Here's an intuitive explanation: Generally say, we need to use a more noisy scheduler for images with larger resolution, see paper. Videos can be perceived as temporal stacks of images, so you can think its resolution is large. Linear scheduler is more noisy than scaled linear. Therefore I train the model with linear.
Hope this clarifies any confusion.
The explanation makes sense, but just from the personal experience using "linear" results in very over-saturated images, and therefor you have a hack with applying lora with 0.8 weight. If instead you switch to "scaled_linear" the images are less saturated buy also tend to have more details, and in combination with higher CFG result in much better videos overall
Not really sure about that. Did you do any experiments on that? I think after training, the model will adapt to be good as long as the scheduler belonging to a reasonable interval.
If you use the real image/video to supervise it, it should be able to reflect the property of your training data no matter what your scheduler is.
That is different from simply changing "scale linear" to "linear" without any finetuing.

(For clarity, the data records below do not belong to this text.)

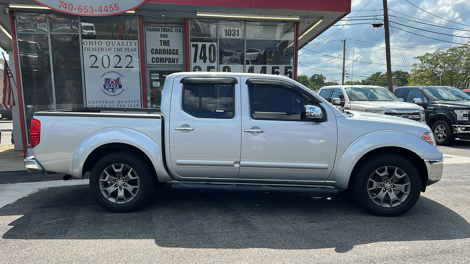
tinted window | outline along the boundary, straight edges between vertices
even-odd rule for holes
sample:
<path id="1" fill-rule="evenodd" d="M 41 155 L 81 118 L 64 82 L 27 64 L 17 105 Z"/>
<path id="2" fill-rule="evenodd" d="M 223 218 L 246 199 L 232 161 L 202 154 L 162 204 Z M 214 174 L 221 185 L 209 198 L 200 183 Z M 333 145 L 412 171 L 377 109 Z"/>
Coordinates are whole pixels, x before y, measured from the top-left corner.
<path id="1" fill-rule="evenodd" d="M 415 98 L 421 98 L 423 101 L 425 101 L 426 99 L 424 99 L 424 96 L 421 93 L 421 91 L 419 90 L 410 89 L 408 91 L 408 95 L 407 96 L 407 99 L 405 100 L 405 101 L 409 103 L 413 102 L 413 100 Z"/>
<path id="2" fill-rule="evenodd" d="M 231 118 L 234 94 L 232 84 L 185 84 L 183 110 L 196 117 Z"/>
<path id="3" fill-rule="evenodd" d="M 305 95 L 285 86 L 252 85 L 249 91 L 254 119 L 306 120 L 305 107 L 313 104 Z"/>
<path id="4" fill-rule="evenodd" d="M 400 90 L 397 90 L 395 91 L 395 96 L 397 97 L 397 98 L 403 98 L 403 93 L 405 92 L 404 89 L 400 89 Z"/>
<path id="5" fill-rule="evenodd" d="M 320 93 L 318 95 L 323 97 L 325 100 L 328 100 L 328 95 L 329 94 L 330 91 L 331 91 L 331 89 L 324 89 L 320 91 Z"/>
<path id="6" fill-rule="evenodd" d="M 343 91 L 341 89 L 334 89 L 333 93 L 331 93 L 331 99 L 339 98 L 342 102 L 345 101 L 345 95 L 343 94 Z"/>

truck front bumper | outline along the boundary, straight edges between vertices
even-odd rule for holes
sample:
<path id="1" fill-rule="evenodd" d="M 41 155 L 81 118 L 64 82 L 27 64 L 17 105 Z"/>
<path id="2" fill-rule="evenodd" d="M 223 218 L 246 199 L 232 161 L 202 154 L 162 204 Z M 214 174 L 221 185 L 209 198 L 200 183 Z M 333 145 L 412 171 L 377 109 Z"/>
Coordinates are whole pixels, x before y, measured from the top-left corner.
<path id="1" fill-rule="evenodd" d="M 425 159 L 424 163 L 428 169 L 428 181 L 426 186 L 436 183 L 442 178 L 444 159 Z"/>
<path id="2" fill-rule="evenodd" d="M 28 157 L 24 159 L 24 167 L 30 172 L 42 173 L 44 172 L 44 169 L 42 168 L 42 167 L 41 167 L 39 163 L 34 159 L 34 156 Z"/>

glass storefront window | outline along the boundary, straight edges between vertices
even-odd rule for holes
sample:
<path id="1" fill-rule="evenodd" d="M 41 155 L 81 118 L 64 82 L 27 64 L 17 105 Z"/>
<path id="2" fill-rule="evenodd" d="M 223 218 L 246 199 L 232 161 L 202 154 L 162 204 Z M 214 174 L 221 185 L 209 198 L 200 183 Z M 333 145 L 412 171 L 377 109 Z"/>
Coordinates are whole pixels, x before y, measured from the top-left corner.
<path id="1" fill-rule="evenodd" d="M 83 107 L 80 40 L 78 34 L 51 34 L 57 109 Z"/>
<path id="2" fill-rule="evenodd" d="M 45 14 L 26 14 L 15 12 L 18 33 L 47 32 L 47 21 Z"/>
<path id="3" fill-rule="evenodd" d="M 27 135 L 35 112 L 54 109 L 47 34 L 18 34 Z"/>

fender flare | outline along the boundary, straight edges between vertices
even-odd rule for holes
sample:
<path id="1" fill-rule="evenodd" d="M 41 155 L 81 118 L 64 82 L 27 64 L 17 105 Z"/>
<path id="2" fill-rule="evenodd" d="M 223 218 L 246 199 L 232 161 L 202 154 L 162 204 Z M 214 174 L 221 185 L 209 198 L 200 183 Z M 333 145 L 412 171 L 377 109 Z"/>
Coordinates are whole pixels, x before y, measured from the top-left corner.
<path id="1" fill-rule="evenodd" d="M 99 130 L 84 139 L 77 148 L 72 158 L 70 174 L 82 179 L 83 165 L 90 154 L 102 146 L 113 143 L 127 144 L 140 149 L 147 155 L 153 165 L 159 181 L 171 179 L 164 170 L 161 148 L 158 142 L 137 130 L 123 127 L 111 127 Z"/>
<path id="2" fill-rule="evenodd" d="M 352 142 L 342 153 L 339 153 L 341 150 L 338 150 L 333 171 L 327 180 L 336 182 L 335 185 L 338 188 L 346 189 L 353 169 L 364 155 L 374 149 L 391 146 L 416 153 L 422 141 L 424 140 L 415 134 L 400 130 L 381 130 L 363 135 Z"/>

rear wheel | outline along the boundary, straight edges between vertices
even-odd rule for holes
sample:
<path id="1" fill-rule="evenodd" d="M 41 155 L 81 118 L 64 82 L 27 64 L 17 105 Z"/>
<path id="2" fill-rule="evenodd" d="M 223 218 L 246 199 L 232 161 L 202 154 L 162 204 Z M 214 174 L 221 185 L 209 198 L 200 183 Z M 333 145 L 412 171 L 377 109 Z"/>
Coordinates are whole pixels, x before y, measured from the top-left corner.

I think the reason why it still works better with "scaled_linear" is due to the fact the the base SD1.5 used that schedule and your fine-tuning still can't change the model enough to adapt to "linear" schedule. You can just try and experiment with it a little bit yourself, to be the difference is very clear (using sd1.5 + T2V)
Any examples?
Here in an example inference config you use "linear" for inference, while the SD1.5 uses "scaled_linear", it seems to make quality much worse. Is this an intentional choice or an error?